O confuso voto da presidente do Supremo Tribunal Federal (STF), Cármen Lúcia, no julgamento sobre a necessidade de aval do Legislativo para a imposição de medidas cautelares contra parlamentares por parte do STF reflete, antes de mais nada, o absurdo desse debate na mais alta Corte do País. O que havia começado como uma inacreditável afronta à Constituição só podia terminar, no voto decisivo, em melancólico tartamudear de teses excêntricas, que igualmente não encontram amparo em lugar nenhum do texto constitucional. Vai mal a nação cuja Suprema Corte, a propósito de limpar o país dos corruptos, se permite cogitar, com ar pomposo, o atropelo do Estado Democrático de Direito e das prerrogativas exclusivas de outro Poder, sem nada a sustentar tal conduta senão o voluntarismo militante de ministros que se julgam com o poder de acabar com todo o mal da política.
O voto de Cármen Lúcia decidiu a votação de uma Ação Direta de Inconstitucionalidade (Adin) que, na prática, terá efeito direto sobre o caso do senador Aécio Neves (PSDB-MG). Como se sabe, o Supremo havia ordenado o afastamento do senador mineiro de seu mandato e ainda lhe impôs restrições de movimento, como o recolhimento domiciliar noturno, e de direitos políticos, em razão de suspeitas de corrupção e de obstrução de Justiça. Essa decisão causou natural reação do Senado, que julgou, com razão, que suas prerrogativas haviam sido subtraídas pelo Supremo – afinal, como reza claramente a Constituição, nenhuma medida legal pode ser tomada contra parlamentares sem o aval do Legislativo.
Essa imunidade não é gratuita ou indesejada. Trata-se de uma proteção da vontade do povo expressa pelo voto que elege seus representantes. Por essa razão, a Constituição é cristalina ao franquear somente ao Legislativo, formado por representantes eleitos pelo voto direto, o poder de autorizar processos contra parlamentares. Esse poder é tão amplo que permite ao Legislativo suspender processos e até mesmo reverter prisão em flagrante por crime inafiançável. Isso nada tem a ver com impunidade. É, antes, garantia democrática contra o arbítrio.
Essa abrangência das prerrogativas atribuídas pelo constituinte ao Legislativo é que torna ainda mais estapafúrdia a decisão do Supremo de estabelecer, como “alternativas à prisão”, as tais medidas cautelares contra Aécio e pretender que essa decisão não precisaria passar pelo crivo do Senado. Ora, é evidente que, se cabe ao Senado decidir até sobre prisão em flagrante, por que não caberia no caso de uma medida cautelar?
Parece, contudo, que o texto constitucional é, para alguns ministros do Supremo, uma espécie de obra aberta, a ser emendada conforme crenças subjetivas, ideologias abstrusas e peculiares programas políticos. Aquela Corte, nesses tempos esquisitos, chega a se confundir com uma assembleia constituinte, sem ter um único voto popular a sustentar essa pretensão.

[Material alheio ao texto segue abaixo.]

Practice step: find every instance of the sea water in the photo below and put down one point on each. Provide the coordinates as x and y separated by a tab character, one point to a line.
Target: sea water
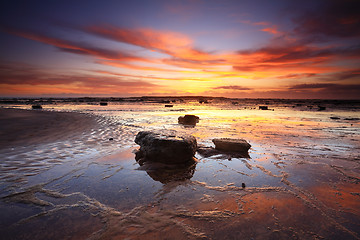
302	177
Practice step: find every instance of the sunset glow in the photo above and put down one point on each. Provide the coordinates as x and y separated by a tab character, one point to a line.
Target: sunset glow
240	49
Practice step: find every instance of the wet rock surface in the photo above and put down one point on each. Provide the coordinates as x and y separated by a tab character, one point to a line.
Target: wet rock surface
231	144
188	120
167	147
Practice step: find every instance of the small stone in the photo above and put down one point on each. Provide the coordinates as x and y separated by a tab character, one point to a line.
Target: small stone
166	146
36	106
188	120
231	145
263	108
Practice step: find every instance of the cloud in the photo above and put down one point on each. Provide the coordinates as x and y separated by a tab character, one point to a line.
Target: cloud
163	41
12	74
297	75
233	87
78	47
336	18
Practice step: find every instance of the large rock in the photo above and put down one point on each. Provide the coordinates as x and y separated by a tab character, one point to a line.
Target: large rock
167	147
188	120
231	145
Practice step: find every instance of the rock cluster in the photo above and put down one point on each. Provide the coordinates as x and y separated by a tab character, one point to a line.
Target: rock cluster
188	120
231	144
167	147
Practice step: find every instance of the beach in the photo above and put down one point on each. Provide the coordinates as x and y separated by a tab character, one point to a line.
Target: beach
27	127
69	172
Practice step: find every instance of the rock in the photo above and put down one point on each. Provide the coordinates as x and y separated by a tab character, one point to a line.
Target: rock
167	147
211	151
231	145
188	120
36	106
263	108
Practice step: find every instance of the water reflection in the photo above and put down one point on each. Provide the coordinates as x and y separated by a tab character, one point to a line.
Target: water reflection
166	173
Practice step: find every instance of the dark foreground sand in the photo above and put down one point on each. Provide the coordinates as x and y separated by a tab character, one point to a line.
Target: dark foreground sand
27	127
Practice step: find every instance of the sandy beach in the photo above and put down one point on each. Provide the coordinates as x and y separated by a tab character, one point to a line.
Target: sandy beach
28	127
65	179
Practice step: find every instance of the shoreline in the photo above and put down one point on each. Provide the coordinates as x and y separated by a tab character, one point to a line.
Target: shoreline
20	127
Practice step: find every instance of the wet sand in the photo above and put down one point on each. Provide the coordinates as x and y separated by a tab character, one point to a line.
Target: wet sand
20	127
302	180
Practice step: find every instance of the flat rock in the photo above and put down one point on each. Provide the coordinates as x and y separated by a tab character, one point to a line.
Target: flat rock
167	147
188	120
231	144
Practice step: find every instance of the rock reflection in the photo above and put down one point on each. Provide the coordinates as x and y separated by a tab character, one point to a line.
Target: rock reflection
166	173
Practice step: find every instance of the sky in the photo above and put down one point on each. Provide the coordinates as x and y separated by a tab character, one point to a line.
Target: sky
224	48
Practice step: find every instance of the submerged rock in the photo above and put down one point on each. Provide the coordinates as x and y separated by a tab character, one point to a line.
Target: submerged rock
231	144
166	173
188	120
167	147
263	108
36	106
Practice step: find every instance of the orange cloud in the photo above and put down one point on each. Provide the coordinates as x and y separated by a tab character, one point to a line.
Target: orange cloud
272	30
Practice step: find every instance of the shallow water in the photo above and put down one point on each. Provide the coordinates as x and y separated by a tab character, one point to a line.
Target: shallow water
302	177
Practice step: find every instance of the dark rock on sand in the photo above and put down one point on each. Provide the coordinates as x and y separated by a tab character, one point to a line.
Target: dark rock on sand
188	120
263	108
231	144
211	151
166	147
36	106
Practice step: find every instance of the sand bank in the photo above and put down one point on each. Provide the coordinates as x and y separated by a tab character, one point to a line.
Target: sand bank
27	127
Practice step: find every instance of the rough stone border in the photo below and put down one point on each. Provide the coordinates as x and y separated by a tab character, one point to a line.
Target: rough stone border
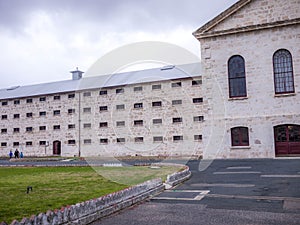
178	177
89	211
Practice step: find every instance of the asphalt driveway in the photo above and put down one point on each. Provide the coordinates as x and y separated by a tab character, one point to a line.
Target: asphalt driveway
263	191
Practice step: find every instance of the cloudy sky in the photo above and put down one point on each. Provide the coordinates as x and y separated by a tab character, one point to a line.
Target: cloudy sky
42	40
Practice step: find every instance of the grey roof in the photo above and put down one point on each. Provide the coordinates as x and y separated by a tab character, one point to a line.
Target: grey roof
112	80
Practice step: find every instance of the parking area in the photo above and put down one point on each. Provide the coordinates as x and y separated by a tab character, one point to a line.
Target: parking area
262	191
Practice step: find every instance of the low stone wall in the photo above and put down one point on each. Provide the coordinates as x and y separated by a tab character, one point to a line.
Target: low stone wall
89	211
178	177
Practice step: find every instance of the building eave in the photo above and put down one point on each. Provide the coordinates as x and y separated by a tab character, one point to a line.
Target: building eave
247	28
221	17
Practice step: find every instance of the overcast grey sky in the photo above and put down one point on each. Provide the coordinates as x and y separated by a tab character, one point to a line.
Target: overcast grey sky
42	40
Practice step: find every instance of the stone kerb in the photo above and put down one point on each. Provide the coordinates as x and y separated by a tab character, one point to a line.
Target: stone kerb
89	211
178	177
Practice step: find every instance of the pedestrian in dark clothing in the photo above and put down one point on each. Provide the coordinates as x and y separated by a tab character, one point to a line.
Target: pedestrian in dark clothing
10	154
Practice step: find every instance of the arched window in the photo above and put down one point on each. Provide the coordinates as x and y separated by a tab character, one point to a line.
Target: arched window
283	72
239	136
237	77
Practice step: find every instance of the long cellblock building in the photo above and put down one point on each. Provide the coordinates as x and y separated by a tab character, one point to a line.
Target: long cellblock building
150	112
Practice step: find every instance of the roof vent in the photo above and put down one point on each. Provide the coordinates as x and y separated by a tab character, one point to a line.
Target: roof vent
168	67
12	88
76	74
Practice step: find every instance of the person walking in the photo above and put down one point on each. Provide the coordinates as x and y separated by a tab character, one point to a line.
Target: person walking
10	154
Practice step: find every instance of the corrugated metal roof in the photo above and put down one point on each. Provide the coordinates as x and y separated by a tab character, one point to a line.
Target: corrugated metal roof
118	79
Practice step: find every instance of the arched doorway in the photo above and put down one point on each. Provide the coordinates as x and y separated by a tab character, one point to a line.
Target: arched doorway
287	139
56	147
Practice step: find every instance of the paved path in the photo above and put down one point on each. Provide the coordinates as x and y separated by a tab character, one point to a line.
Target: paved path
232	192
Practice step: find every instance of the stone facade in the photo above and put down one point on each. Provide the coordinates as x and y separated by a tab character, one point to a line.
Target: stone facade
155	118
254	30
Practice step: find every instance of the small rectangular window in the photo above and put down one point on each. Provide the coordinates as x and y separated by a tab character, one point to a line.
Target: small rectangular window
71	111
138	123
119	90
177	138
103	108
3	144
42	99
103	92
120	140
16	130
120	123
139	88
139	139
56	112
71	126
87	110
198	118
176	84
156	104
87	141
158	139
56	97
120	107
197	100
87	125
3	131
43	113
103	124
28	115
71	95
42	128
177	120
196	82
71	142
138	105
157	121
177	102
156	86
56	127
103	141
29	129
87	94
197	137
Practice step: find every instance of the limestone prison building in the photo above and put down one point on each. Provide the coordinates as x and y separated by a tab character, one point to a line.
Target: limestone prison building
242	103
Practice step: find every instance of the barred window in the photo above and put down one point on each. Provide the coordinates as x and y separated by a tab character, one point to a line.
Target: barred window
177	102
283	72
138	105
156	86
197	100
139	88
87	94
239	136
103	124
156	104
157	121
103	92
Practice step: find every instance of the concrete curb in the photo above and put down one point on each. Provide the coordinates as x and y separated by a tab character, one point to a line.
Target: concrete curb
89	211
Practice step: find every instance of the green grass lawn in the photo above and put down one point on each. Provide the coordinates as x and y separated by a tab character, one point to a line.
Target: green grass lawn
54	187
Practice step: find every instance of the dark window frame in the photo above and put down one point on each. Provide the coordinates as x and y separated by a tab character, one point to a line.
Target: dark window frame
237	77
239	134
283	72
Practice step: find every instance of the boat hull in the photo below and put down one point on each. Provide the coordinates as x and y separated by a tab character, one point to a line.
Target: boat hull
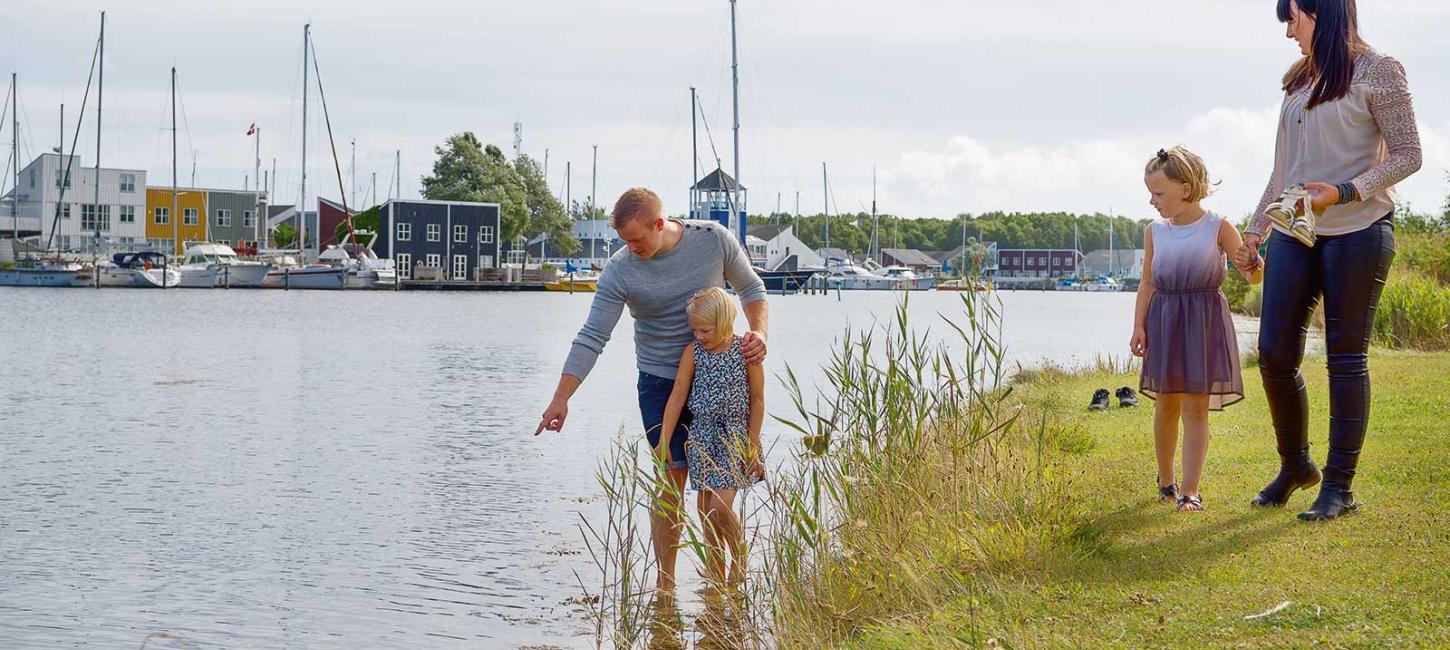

Nestes tempos em que o alarido das redes sociais contra a corrupção parece se sobrepor à razão e à leitura serena da lei, ganham pontos com a torcida aqueles que se mostram mais dispostos a enfrentar, mesmo ao preço da suspensão de garantias fundamentais, o “pacto oligárquico que se formou, no Brasil, de saque ao Estado”, como explicou o ministro Luís Roberto Barroso ao sustentar seu voto a favor do afastamento de Aécio Neves. É em nome dessa guerra que a Procuradoria-Geral da República oferece denúncias baseadas apenas em delações e em flagrantes armados e o Supremo se permite tratar como criminoso já condenado um parlamentar que ainda nem foi formalmente acusado. Melhor nem pensar até onde pode ir tamanho desvario.
Na votação de anteontem no Supremo, prevaleceu a intenção de colocar panos quentes na relação com o Senado, evitando um confronto que poderia adicionar tensão entre os Poderes. Resultado: o Supremo, principal responsável pela guarda constitucional, converteu-se definitivamente em fator de grande insegurança jurídica. Afinal, se o que está escrito na Constituição não vale para vários ministros daquela Corte, salve-se quem puder.